The day Ms. Nelson sent her tweet, #DumsorMustStop posts jumped to 300 per day, with another big spike during tonight's vigil. A report on May 11th that nurses at Kaneshie polyclinic are delivering newborns by torchlight also caused an uptick in tweets with the hashtag. 

Topsy.com

Without  attempting to subtract from the relevance or significance of the #DumsorMustStop movement, it's important to remember that 300 tweets per day is modest for a country of 3.2 million internet users—professional wrestler Kofi Kingston alone has 1.5 million Twitter followers. Moreover, before there was  #DumsorMustStop, there was #Dumsor. The Twi expression has now passed into common use around Ghana for several years now, becoming synonymous with not just with the blackouts, but all manner of dysfunction. Just ask Mr. Dumsor, himself. Ghanaians have produced roughly 2,000 tweets per day in May to discuss dumsor, including the rally. 

Topsy.com

At tonight's protests, everybody was pushing and shoving to catch a glimpse of Ms. Nelson, Van Vicker and D-Black (you needed an extra-long neck to see Sarkodie, though).

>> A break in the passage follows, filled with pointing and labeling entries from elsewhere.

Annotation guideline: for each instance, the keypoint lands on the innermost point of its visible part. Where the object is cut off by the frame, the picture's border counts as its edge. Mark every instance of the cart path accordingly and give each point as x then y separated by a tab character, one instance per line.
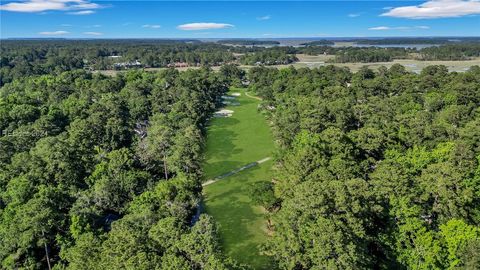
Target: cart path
230	173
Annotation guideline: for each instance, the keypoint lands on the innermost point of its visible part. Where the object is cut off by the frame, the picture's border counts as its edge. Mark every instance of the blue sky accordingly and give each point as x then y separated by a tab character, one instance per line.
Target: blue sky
222	19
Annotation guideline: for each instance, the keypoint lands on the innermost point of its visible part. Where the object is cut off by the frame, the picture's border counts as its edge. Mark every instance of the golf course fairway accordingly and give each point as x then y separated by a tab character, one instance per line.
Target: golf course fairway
233	142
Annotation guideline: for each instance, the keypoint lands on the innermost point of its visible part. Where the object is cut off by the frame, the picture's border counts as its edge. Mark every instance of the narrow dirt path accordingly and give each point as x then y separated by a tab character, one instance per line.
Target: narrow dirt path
247	166
248	95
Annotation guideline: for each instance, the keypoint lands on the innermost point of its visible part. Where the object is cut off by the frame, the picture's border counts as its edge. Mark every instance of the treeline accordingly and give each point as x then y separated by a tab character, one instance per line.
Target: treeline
25	57
416	40
248	42
461	51
451	52
104	172
369	55
375	170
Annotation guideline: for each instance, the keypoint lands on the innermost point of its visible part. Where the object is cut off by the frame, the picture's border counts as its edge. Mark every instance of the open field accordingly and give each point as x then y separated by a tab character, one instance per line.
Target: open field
231	143
410	64
314	61
235	141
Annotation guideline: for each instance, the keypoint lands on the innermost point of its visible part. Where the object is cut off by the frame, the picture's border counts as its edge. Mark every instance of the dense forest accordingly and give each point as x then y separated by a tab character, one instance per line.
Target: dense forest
103	172
375	170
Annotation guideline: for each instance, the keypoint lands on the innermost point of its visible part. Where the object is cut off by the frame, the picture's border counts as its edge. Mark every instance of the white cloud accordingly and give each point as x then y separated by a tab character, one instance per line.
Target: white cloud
384	28
153	26
93	33
203	26
46	5
379	28
81	12
53	33
436	9
264	18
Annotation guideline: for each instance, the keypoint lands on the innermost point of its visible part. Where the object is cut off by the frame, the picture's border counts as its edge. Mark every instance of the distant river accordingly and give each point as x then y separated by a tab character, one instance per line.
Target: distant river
416	46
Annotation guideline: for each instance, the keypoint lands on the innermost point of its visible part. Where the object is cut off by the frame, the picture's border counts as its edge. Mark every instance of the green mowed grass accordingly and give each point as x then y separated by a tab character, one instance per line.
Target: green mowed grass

Their celebrity may have galvanized mass action, but let's take a moment to recognize the Twitter soldiers who made the #DumsorMustStop hashtag a global phenomenon:

topinfluencers.com

And speaking of the unsung, let's thank the very first person to adopt the hashtag #DumsorMustStop, back on February 20, @Usherbeatz, who didn't get a single re-tweet for his efforts.

Of course, at the end of the day (which is when the lights go out in millions of homes across Ghana), the struggle to end dumsor isn't about any single person.